R. No começo, eu não desgostava, mas agora gosto. Achei que estavam tirando sarro de mim com o pseudônimo porque eu era novato e ainda não tinha essa sagacidade.
P. Você foi expulso da residência por duas semanas. Como foi isso?
R. Essas coisas acontecem, pegadinhas que não passam dos limites. Talvez sejam no limite. Um atleta geralmente tem seu tempo livre, fora dos treinos, aos 19 ou 20 anos, desde que não haja um campeonato no horizonte. Eu tinha um fogareiro pequeno no meu quarto para esquentar café ou fazer chá. Cheguei em casa de uma festa, coloquei água no fogo para fazer macarrão e tentei dormir um pouco enquanto esquentava, mas não acordei.
P. O que aconteceu?
A. Tudo evaporou e o quarto se encheu de fumaça. O alarme disparou e eu ainda estava dormindo quando o zelador chegou. Eu tinha ido dormir nu naquele dia e me mandaram embora porque eu poderia morrer de intoxicação alimentar. Ele abriu a janela e eu estava no corredor, me cobrindo o melhor que pude, pois havia colegas de equipe lá. Felizmente, nada aconteceu, mas até os bombeiros vieram. O castigo foi bom para eu aprender o que é esporte de alto nível. Não me arrependo, porque ficou apenas como uma anedota e me ajudou a fazer mais amizade com as pessoas de lá.

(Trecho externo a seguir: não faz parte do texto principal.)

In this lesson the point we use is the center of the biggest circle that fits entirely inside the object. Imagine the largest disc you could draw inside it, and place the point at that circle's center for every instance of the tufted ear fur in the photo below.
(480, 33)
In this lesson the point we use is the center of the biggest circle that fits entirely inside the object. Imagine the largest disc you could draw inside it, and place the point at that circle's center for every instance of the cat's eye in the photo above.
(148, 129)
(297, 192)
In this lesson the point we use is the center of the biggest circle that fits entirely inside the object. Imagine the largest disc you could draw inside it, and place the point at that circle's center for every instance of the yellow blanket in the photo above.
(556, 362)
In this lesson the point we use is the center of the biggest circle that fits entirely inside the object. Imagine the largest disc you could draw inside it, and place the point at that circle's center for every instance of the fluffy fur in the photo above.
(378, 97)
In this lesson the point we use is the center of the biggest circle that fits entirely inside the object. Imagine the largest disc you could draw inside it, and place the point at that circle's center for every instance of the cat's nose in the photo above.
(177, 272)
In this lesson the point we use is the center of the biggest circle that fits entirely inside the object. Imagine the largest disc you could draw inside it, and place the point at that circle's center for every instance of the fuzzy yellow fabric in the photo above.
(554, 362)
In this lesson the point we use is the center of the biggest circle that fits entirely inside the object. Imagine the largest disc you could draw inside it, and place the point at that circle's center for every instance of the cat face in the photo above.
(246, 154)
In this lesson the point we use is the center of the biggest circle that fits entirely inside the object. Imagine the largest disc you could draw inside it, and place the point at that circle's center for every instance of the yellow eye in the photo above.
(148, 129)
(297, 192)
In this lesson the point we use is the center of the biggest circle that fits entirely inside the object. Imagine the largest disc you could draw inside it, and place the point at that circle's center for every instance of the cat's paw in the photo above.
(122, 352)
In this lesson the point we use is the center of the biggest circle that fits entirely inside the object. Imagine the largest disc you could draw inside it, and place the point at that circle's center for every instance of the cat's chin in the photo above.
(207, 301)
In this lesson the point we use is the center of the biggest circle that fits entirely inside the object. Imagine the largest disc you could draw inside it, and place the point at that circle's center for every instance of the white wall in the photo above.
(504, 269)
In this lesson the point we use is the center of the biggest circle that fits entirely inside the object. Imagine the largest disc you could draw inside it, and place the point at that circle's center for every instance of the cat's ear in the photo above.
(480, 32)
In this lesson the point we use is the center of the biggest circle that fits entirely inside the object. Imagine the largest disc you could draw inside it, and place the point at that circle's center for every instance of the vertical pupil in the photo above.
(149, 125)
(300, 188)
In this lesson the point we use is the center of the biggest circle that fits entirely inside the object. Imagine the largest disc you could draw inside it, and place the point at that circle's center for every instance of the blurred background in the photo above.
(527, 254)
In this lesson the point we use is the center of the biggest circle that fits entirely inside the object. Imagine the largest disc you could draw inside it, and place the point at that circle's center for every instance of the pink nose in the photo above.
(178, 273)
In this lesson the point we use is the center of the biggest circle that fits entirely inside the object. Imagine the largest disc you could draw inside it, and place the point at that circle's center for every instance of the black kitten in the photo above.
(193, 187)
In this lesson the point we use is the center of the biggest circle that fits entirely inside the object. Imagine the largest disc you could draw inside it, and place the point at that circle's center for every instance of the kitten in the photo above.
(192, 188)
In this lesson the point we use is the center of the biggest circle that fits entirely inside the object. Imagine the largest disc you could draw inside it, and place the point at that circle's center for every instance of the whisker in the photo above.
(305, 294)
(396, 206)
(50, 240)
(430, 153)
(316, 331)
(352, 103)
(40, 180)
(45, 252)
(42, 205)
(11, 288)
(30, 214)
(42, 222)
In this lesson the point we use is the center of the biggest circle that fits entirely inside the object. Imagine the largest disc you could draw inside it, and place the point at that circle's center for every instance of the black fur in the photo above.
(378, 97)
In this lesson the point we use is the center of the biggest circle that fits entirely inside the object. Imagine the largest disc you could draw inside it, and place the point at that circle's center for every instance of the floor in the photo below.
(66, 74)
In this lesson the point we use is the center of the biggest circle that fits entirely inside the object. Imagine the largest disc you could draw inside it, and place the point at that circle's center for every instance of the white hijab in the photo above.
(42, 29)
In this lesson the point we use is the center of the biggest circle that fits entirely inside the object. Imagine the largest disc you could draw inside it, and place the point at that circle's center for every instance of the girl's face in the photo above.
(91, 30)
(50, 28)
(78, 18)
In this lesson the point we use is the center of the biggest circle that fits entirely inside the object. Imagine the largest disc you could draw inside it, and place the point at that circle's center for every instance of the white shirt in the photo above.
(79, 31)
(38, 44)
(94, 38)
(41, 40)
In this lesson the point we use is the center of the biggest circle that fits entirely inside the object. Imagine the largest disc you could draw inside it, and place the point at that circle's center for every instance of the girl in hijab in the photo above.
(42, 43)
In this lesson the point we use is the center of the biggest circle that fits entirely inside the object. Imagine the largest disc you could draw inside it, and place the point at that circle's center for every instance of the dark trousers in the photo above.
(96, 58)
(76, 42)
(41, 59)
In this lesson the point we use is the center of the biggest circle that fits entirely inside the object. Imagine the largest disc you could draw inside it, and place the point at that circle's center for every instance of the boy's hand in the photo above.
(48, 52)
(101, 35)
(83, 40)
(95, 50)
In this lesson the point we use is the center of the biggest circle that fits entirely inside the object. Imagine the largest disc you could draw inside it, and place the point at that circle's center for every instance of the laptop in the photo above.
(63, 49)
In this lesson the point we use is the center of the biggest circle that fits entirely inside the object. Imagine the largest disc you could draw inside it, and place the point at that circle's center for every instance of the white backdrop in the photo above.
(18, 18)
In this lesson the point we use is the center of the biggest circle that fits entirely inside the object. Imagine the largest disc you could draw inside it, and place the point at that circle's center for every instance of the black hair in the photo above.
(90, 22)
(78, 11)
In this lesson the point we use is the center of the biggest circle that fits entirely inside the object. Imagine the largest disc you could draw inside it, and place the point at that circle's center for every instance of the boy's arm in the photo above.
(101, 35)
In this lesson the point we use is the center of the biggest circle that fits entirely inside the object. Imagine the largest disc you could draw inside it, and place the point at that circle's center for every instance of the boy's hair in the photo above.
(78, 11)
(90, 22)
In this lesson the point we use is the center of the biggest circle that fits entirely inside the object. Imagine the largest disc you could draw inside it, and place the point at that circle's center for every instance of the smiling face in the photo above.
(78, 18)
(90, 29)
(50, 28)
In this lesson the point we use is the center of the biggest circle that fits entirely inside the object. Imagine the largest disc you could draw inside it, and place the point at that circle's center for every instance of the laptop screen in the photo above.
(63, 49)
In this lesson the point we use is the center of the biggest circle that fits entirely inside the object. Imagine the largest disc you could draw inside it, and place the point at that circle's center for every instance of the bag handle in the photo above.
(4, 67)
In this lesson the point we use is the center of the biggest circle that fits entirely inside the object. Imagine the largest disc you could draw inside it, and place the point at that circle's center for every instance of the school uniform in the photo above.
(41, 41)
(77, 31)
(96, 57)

O Padre Antonio Serrano, seu treinador, o acolheu em sua casa por duas semanas. Eles permaneceram juntos durante toda a sua carreira.
R: 16 anos, desde o momento em que entrei na residência, no primeiro dia, até o último. Tivemos alguns desentendimentos, mas isso é normal entre treinadores e atletas. Ele é uma das pessoas com quem mais convivi na vida, mais do que com meus pais. Durante esse tempo, passei o dia todo com ele. Quando as coisas vão bem, tudo é alegria, mas quando não vão, você pode até ficar desconfiado. Nunca fiz isso porque tinha absoluta certeza de que queria treinar com ele. Foi amor à primeira vista, e nos entendíamos muito bem.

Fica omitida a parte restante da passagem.